Crumbs From the Corner: Adventures in Woolgathering

Friday, October 26, 2007

Friday Night Fever



We should all do what, in the long run, gives us joy
even if it is only picking grapes or sorting the laundry.
-E.B. White

This is Friday. Soon it will be evening. What, oh what, do we have planned?
-Dinner will be rice and absolutely heavenly home-cooked chicken. There may be wine; recently we were married for the second time (it came with even less fuss than the first) and friends gave us a bottle of wine. We have yet to open it.
-We will perhaps watch fifteen minutes of a DVD while we eat. Our television is not connected to enable us to receive any channels and so we live exclusively on our collection of DVDs.
-A trip to the library to pick up four Akira Kurosawa films we had ordered. There is something unequivocally soothing about Kurosawa's work. They always make us feel better for watching them, and a little wiser too.
-There is an unexplored grocery store across the road from the library. We do not usually deviate but in recent weeks we have seen an alarming increase in the price of food. Our breakfast cereal went up by 50 cents overnight. As the price of dried fruits, milk and other goods seemed to be heading in the general direction of up we decided to try a new grocery and hope that the issue is confined to that one particular store. It will be quite interesting. We may find new items, or our favourites for better prices.
-We will scan a stack of papers, mostly ten year old bills and statements, and then shred them; thankfully, one more box will be emptied and we can waltz on its crushed remains.
-As we scan/shred, we will listen to some music. I had been playing some Christmas music in recent days but 'Mele Kalikimaka' just will not stop haunting me and has soaked into my brain like a weed to the point where, if I find myself singing it one more time, it may have to be deleted from the computer. So, no Christmas music tonight, then. I quite like Carla Bruni for an evening of tidying. Her music is comforting, bewitching and classy.
While reading on the Internet some reviews of her album, 'Quelqu'un m'a dit,' I once came across a remark that I still cling to: “she is like a European massage.”
-We may do a laundry. Last week passed happily enough without us needing to do one, so we have earned, I suppose, some 'credit points.' That is a joke between us, of course.
-I may reread part of 'Jonathan Strange and Mr. Norrell.' Perhaps I will write a review of the book at some point. It made me so happy when I read it the first time over a year ago and even reading small portions is still such a delight. It is a Winter book, in a way, full of rain, lit candles, dry, erudite gentlemen, manners and secret passageways. I read it in Spring last year, however and if I am ever at a loss for a book to read I pick that up.

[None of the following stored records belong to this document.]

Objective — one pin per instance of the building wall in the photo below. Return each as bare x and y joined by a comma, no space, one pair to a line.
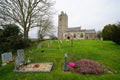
64,34
74,35
90,36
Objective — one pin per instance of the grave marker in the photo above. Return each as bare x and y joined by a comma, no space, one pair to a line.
6,57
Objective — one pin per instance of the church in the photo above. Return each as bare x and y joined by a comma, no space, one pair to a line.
75,33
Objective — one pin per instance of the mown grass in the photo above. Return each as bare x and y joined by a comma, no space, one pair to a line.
105,52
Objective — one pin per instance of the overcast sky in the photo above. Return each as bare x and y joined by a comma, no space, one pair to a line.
89,14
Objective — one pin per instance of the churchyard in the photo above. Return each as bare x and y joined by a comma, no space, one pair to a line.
55,54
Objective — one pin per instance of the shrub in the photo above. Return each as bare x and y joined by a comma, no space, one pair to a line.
87,66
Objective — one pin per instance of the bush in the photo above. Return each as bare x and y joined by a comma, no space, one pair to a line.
86,66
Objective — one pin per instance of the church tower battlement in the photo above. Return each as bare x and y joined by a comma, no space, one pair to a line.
62,24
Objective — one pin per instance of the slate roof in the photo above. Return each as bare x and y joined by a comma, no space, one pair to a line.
78,29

For a super Friday night, all it takes for us is a little bit of cleaning in our apartment, some music, and good food that we cooked ourselves and know exactly the cost of.
For a long time we asked each other, baffled, “what do couples do on a Friday night? Aren't we supposed to be going out and committing our souls to a video store, or lining up in a movie theater or something?” We stopped asking that rhetorical question a couple of years ago because those things just do not work for us. I am not fond of video stores myself because I find their selections awfully limited and the money they charge horrifies me when I remember it. The thing to do is find an effective, hopefully cheaper but happy way of spending a Friday. You could telephone somebody. You could dig up some books that need rereading or visit the library for some new ones. There is absolutely always something good to do.